The Milvus adapter service simplifies interactions like searching or adding items by vectorizing texts independently, eliminating the need for using vectors directly. It also integrates NATS.io messaging with Jetstream and employs Thrift message wrapping for communication with other services.

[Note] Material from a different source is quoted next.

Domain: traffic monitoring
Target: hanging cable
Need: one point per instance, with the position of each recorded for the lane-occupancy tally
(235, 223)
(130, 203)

The service offers customization options including nats subscription modifiers, selection of indexing methods like IVF_FLAT or HNSW, choice of vectorizing models, and custom collection name. These features enable the service to operate across multiple deployments, handling diverse data sets such as text or images. Milvus Adapter Service architecture:
- Milvus Adapter Service Architecture
- Milvus Adapter Service Flow diagram
- Rest API
- Status API
- ENV parameters
- Run locally
- Run in Docker
- Subscriptions
The Milvus Adapter service orchestrates operations involving data handling and text processing. It interfaces with a NATS Client to process search, addition, and deletion requests via respective controllers. The service employs Sentence Transformer Workers for advanced text encoding and decoding for accurate and efficient linguistic data management. Tasks are managed through an execution queue and the service is connected to the Milvus DB, ensuring streamlined operations and communication.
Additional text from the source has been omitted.